Database 

A database is a collection of information that is organized in such a way that a computer program can choose a desired piece of information required. In a database, the information can be easily updated, managed or accessed. Often abbreviated as DB, we can think of a database as an electronic filing system. We can also think of database as the collection of schema, queries, views, tables, reports, and other objects. 

Traditional databases are organized by files, records, and fields. A field is a single piece of information, a record is set of fields and a file is a collection of records. For example, a telephone book is comparable to a file.

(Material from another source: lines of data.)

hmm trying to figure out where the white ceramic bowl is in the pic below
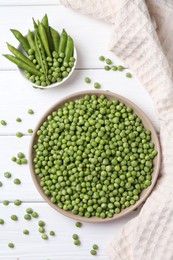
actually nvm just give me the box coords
[17,42,77,89]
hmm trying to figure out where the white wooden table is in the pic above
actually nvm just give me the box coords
[0,1,159,259]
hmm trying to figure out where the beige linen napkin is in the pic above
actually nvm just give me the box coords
[61,0,173,259]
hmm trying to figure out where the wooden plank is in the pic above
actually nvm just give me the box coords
[0,69,159,136]
[0,0,60,6]
[0,5,123,70]
[0,202,140,259]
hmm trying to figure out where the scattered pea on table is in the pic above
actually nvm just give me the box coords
[72,234,78,240]
[23,229,29,235]
[104,65,111,71]
[42,234,48,240]
[16,132,23,138]
[14,199,22,206]
[3,200,9,206]
[75,222,82,228]
[17,152,25,159]
[38,220,45,227]
[11,215,18,221]
[11,156,17,162]
[1,120,7,126]
[99,55,105,61]
[32,212,39,218]
[126,72,132,78]
[94,82,101,89]
[105,58,112,65]
[118,65,124,71]
[8,243,14,249]
[74,239,80,245]
[90,249,97,255]
[26,208,33,214]
[13,178,21,185]
[84,77,91,84]
[16,118,22,122]
[49,230,55,236]
[27,109,34,115]
[0,219,4,224]
[28,128,33,133]
[38,227,45,233]
[24,214,31,220]
[4,172,11,178]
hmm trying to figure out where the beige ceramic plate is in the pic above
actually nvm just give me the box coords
[29,90,161,222]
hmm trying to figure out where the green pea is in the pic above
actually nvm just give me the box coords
[24,214,31,220]
[1,120,7,126]
[74,239,80,245]
[105,58,112,65]
[21,158,27,164]
[13,178,21,185]
[84,77,91,84]
[27,109,34,115]
[0,181,3,187]
[38,227,45,233]
[23,229,29,235]
[72,234,78,240]
[118,65,124,71]
[38,220,45,227]
[16,132,23,138]
[93,244,98,250]
[42,234,48,240]
[0,218,4,224]
[90,249,97,255]
[111,65,117,71]
[11,215,18,221]
[3,200,9,206]
[99,56,105,61]
[104,65,111,71]
[14,199,22,206]
[17,152,25,159]
[49,230,55,236]
[4,172,11,178]
[94,82,101,89]
[11,156,17,162]
[75,222,82,227]
[28,129,33,133]
[32,212,39,218]
[26,208,33,214]
[16,118,22,122]
[8,243,14,248]
[126,72,132,78]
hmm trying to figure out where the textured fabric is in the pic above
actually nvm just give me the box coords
[61,0,173,259]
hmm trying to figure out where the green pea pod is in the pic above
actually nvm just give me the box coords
[3,54,42,76]
[41,14,54,53]
[34,33,48,78]
[27,30,41,65]
[64,36,74,62]
[38,21,51,57]
[59,29,67,54]
[32,18,38,32]
[26,30,35,50]
[50,26,60,53]
[10,29,30,54]
[6,42,36,69]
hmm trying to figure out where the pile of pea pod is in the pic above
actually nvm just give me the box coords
[3,14,75,87]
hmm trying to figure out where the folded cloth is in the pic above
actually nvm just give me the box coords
[61,0,173,259]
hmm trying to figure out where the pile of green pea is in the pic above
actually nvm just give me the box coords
[33,94,157,219]
[3,14,75,87]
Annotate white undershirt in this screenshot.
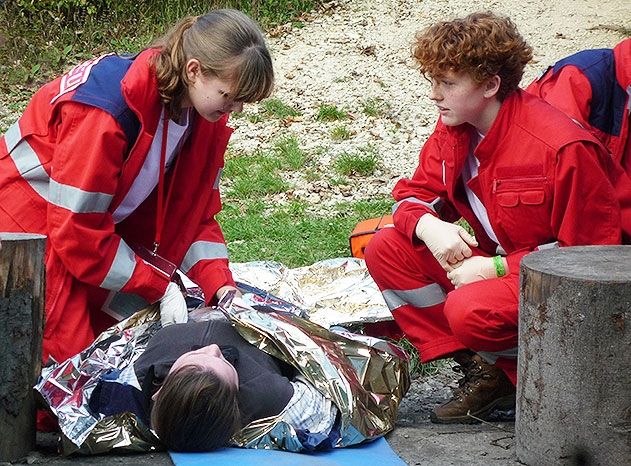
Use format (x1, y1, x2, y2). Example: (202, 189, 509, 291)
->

It contains a list of records, each of which consists of different fields such as name, address, telephone number etc. 

Relational databases are tabular databases in which data can be accessed or reorganized in a number of different ways. In this model, data is organized into tables of rows and columns, with a unique key identifying each row. The rows represent instances of the entity and the columns represent values attributed to that instance. 

A distributed database is one that can be dispersed or replicated among different points in a network or it may be stored in multiple computers, located in the same physical location. The collection of data can be distributed across multiple physical locations by system administrators. Because they store data across multiple computers, distributed databases may improve performance at end-user work-sites. 

An object-oriented database is one that is congruent with the data defined in object classes and sub-classes. Object-oriented database management systems(OODBMS) allow object-oriented programmers to develop, modify or replicate the objects to make new objects within OODBMS. Some object-oriented databases are designed to work well with object-oriented programming languages such as Delphi, Ruby, Python, Perl, Java, C#, Visual Basic .NET, C++. 

To access information from a database, you need a database management system commonly abbreviated as DBMS. DBMS is computer software application that interacts with the user, other applications and the database itself to analyze data. This is a collection of programs that enables you to enter, organize, and select data in a database. There are many different types of DBMS, ranging from small systems that run on personal computers to huge systems that run on mainframes. Well-known DBMSs include MySQL, MongoDB, Microsoft SQL Server, Oracle, IBM DB2. 

Computer databases typically contain aggregations of data records or files. Database administrator manages those records and provides users the capabilities of controlling read/write access, specifying report generation, and analyzing the database usage. The role of database administrator in maintaining the database include capacity planning, installation, configuration, database designing, migration, performance monitoring, security, troubleshooting, as well as backup and data recovery. Some other responsibilities of database administrator are ensuring compliance with database vendor license agreement, modifying the database structure as necessary from information given by developers, maintaining archived data, generating various reports by querying from the database as per need and contacting database vendor for technical support.